Mitochondrial uncoupling is a mechanism by which mammals maintain body temperature. It diverts the activity of the hundreds of mitochondria present in every cell from production of the chemical energy store molecule adenosine triphosphate (ATP), used to power cellular processes, to the production of heat. Additional mitochondrial uncoupling, above and beyond that which occurs naturally, produces beneficial effects on long term health, as is true of a range of manipulations that influence mitochondrial function. In this case, however, it doesn't appear to slow aging, even while resulting in desirable outcomes such as a reduction in visceral fat tissue.
Mild additional mitochondrial uncoupling is a good thing. Excessive mitochondrial uncoupling can produce severe side-effects and death, however, and that makes it a tricky process to produce drugs targeting this mechanism. One of the world's more dangerous and interesting drugs is a mitochondrial uncoupler, 2,4-dinitrophenol (DNP). In addition to being an explosive compound, it stays in the body long enough to make it all too easy to slip from a safe dose to potentially fatal dose. It is thus no longer used, after a period of interest as a weight loss treatment many decades ago.
The effects of mitochondrial uncoupling on long term health are interesting enough, in this era of widespread obesity, for the research community to have worked towards safe mitochondrial uncoupling compounds. One of these, BAM15, is the subject of today's research materials. You may recall that this line of work was discussed here a few years ago. There is progress towards a potential path to the clinic, but only slowly, as is usually the case.
Researchers have provided the first evidence that BAM15, a mitochondrial uncoupler, prevents sarcopenic obesity, or age-related muscle loss accompanied by an increase in fat tissue. The weakness and frailty common to sarcopenic obesity are offset in older mice - the equivalent of aged 60-65 in human years - given BAM15. The mice, all of whom had obesity, were fed high-fat diets. Despite that, the mice given BAM15 lost weight and got stronger and more active. "In this study, the aged mice increased their muscle mass by an average of 8 percent, their strength by 40 percent, while they lost more than 20 percent of their fat."
BAM15 improves many of the key determinants of health and aging, including: (a) removing damaged mitochondria, the power plants of the cell; (b) making more healthy mitochondria, and; (c) reducing "inflammaging," or age-related inflammation, linked to muscle loss.
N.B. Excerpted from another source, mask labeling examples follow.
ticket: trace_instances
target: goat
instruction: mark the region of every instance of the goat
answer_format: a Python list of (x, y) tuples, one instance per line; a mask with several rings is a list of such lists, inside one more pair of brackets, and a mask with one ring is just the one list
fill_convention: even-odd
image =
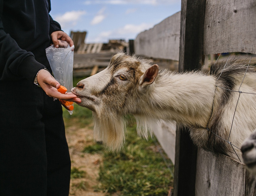
[[(220, 137), (240, 147), (256, 128), (256, 96), (241, 94), (229, 136), (239, 93), (227, 89), (238, 89), (247, 64), (230, 60), (221, 74), (225, 63), (217, 61), (210, 74), (177, 73), (119, 53), (106, 69), (80, 81), (72, 91), (81, 98), (80, 105), (93, 111), (95, 136), (110, 150), (122, 148), (125, 116), (131, 114), (139, 136), (147, 138), (161, 120), (175, 121), (189, 128), (198, 147), (237, 159), (232, 147)], [(241, 91), (256, 93), (256, 71), (249, 66)], [(236, 151), (241, 157), (240, 150)]]
[(256, 174), (256, 129), (243, 142), (241, 147), (243, 162), (248, 170)]

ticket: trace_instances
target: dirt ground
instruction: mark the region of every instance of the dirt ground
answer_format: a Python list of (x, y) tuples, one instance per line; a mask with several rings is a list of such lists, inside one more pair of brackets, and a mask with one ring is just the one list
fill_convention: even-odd
[(98, 154), (82, 152), (84, 147), (94, 143), (93, 130), (88, 128), (78, 128), (75, 126), (66, 128), (67, 139), (69, 147), (71, 168), (85, 172), (81, 178), (71, 179), (70, 196), (104, 196), (104, 193), (94, 192), (98, 183), (97, 178), (102, 157)]

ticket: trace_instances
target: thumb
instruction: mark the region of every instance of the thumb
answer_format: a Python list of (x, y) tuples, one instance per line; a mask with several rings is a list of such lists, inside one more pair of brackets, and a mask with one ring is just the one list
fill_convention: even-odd
[(58, 41), (58, 39), (57, 39), (57, 37), (53, 36), (52, 38), (52, 40), (54, 47), (56, 48), (59, 47), (59, 42)]

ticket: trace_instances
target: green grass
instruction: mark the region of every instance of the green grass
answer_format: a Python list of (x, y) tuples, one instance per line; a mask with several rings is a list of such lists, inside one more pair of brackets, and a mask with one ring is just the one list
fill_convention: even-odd
[[(81, 79), (74, 78), (74, 83), (76, 84)], [(74, 123), (81, 127), (91, 126), (91, 112), (76, 104), (74, 106), (72, 115), (63, 110), (66, 126)], [(129, 120), (127, 127), (126, 143), (121, 152), (110, 152), (98, 143), (83, 151), (84, 153), (100, 153), (103, 156), (99, 183), (95, 191), (107, 193), (107, 195), (116, 193), (120, 196), (167, 195), (170, 187), (173, 187), (173, 177), (169, 169), (173, 171), (173, 166), (171, 160), (164, 153), (167, 166), (155, 138), (146, 140), (137, 136), (134, 120)], [(74, 170), (73, 173), (75, 176), (79, 170)]]
[[(96, 190), (107, 192), (109, 195), (115, 192), (126, 196), (167, 195), (173, 187), (173, 177), (155, 142), (154, 139), (140, 138), (135, 126), (129, 127), (122, 152), (105, 151), (99, 173), (100, 183)], [(173, 170), (166, 155), (165, 158)]]
[(81, 178), (84, 177), (85, 172), (80, 170), (76, 167), (73, 167), (71, 169), (70, 178)]

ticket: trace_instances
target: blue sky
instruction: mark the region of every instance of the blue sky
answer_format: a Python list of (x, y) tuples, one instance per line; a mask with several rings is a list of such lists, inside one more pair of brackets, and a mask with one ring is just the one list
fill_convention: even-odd
[(86, 43), (134, 39), (180, 11), (181, 0), (51, 0), (50, 15), (68, 34), (87, 31)]

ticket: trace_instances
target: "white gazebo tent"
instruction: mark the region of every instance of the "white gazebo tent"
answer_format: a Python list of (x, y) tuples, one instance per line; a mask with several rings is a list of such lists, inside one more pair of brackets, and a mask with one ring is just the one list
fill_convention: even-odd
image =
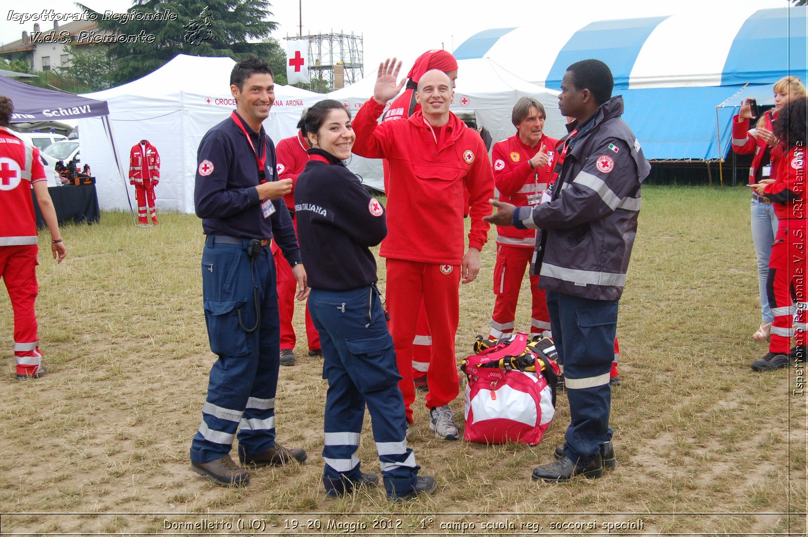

Sarcopenic obesity is a highly prevalent disease with poor survival and ineffective medical interventions. Mitochondrial dysfunction is purported to be central in the pathogenesis of sarcopenic obesity by impairing both organelle biogenesis and quality control. We have previously identified that a mitochondrial-targeted furazano[3,4-b]pyrazine named BAM15 is orally available and selectively lowers respiratory coupling efficiency and protects against diet-induced obesity in mice. Here, we tested the hypothesis that mitochondrial uncoupling simultaneously attenuates loss of muscle function and weight gain in a mouse model of sarcopenic obesity.
BAM15 decreased body weight (54.0 ± 2.0 vs. 42.3 ± 1.3 g) which was attributable to increased energy expenditure. BAM15 increased muscle mass (52.7 ± 0.4 vs. 59.4 ± 1.0%), strength (91.1 ± 1.3 vs. 124.9 ± 1.2 g), and locomotor activity. Improvements in physical function were mediated in part by reductions in skeletal muscle inflammation, enhanced mitochondrial function, and improved endoplasmic reticulum homeostasis. Specifically, BAM15 activated mitochondrial quality control, increased mitochondrial activity, restricted endoplasmic reticulum (ER) misfolding, while limiting ER stress, apoptotic signalling, and muscle protein degradation.